Die Unternehmen müssen wieder damit beginnen, sich "Wettbewerbsfähigkeit" und "Innovation" selbst zu erarbeiten, anstatt nach Subventionen des Staates zu verlangen. Unternehmer:innen müssen viel mehr Mut zum Risiko zeigen, dabei aber ihre Mitarbeiter:innen mitnehmen und ihnen Verantwortung übertragen. Auch den Unternehmen würde mehr Bescheidenheit gut anstehen. Und zu guter Letzt müssen wir verhindern, dass "Made in Germany" weiterhin als Siegel für gute Qualität steht und nicht zu seiner ursprünglichen, 1887 durch die Briten eingeführte Bedeutung, zurückfällt, nämlich, um "schlechtere" Ware zu kennzeichnen.

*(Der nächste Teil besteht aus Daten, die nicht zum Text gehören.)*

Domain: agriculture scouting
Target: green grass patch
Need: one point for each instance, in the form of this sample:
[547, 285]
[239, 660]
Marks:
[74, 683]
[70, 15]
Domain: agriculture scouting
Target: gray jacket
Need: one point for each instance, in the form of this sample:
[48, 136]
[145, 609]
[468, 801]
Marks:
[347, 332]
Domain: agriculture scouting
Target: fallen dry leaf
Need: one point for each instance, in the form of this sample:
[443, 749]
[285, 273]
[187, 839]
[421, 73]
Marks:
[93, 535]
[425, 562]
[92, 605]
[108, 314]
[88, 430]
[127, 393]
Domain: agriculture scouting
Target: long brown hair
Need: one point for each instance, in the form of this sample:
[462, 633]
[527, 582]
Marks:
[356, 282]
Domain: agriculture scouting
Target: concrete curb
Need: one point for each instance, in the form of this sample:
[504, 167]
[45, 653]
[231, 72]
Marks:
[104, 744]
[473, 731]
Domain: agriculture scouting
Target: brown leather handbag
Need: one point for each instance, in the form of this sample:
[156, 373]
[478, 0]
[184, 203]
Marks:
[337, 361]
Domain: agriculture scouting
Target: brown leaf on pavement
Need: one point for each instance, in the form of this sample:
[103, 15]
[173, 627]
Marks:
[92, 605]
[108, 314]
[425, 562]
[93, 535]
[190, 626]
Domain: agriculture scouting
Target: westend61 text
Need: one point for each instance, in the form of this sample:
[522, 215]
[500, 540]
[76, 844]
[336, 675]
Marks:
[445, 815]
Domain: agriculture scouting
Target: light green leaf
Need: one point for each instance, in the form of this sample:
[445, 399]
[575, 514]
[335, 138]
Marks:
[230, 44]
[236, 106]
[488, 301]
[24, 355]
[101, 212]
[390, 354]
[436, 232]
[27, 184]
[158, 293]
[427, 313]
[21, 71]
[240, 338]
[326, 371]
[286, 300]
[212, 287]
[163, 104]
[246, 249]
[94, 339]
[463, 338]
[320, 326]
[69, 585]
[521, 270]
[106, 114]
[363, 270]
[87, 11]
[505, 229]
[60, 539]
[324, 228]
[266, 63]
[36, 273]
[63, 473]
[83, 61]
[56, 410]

All dies ist, wie ich eingangs betont habe, nicht abschließend, doch will ich damit vor allem zeigen, mit welchen Nebensächlichkeiten wir uns tatsächlich beschäftigen. Nämlich: wer oder was normal ist oder ob das Bargeld in der Verfassung verankert werden muss. Die eigentlichen und brennenden Themen konnte ich diesen Sommer nicht oder nur versteckt wahrnehmen. Zumindest von keinem:r Politiker:in aktiv angesprochen oder von den Medien behandelt. Und falls doch, dann erst auf den hinteren Seiten oder in Spätabend-Sendungen.

Lassen Sie uns in jenen Bereichen, die wir selbst beeinflussen können, unmittelbar aktiv werden! Und in Hinblick auf die anderen Themen lassen Sie uns dafür Sorge tragen, dass diese von den Entscheidungsträger:innen behandelt werden und diese uns zufriedenstellende Antworten liefern.

Denn wenn sich eines aus der 239-jährigen Firmengeschichte von JTI Austria ziemlich klar ergibt, dann, dass uns "Sommerloch"-Themen nicht weiterbringen. Wir müssen Herausforderungen klar und deutlich ansprechen und auch dazu klare Antworten einfordern.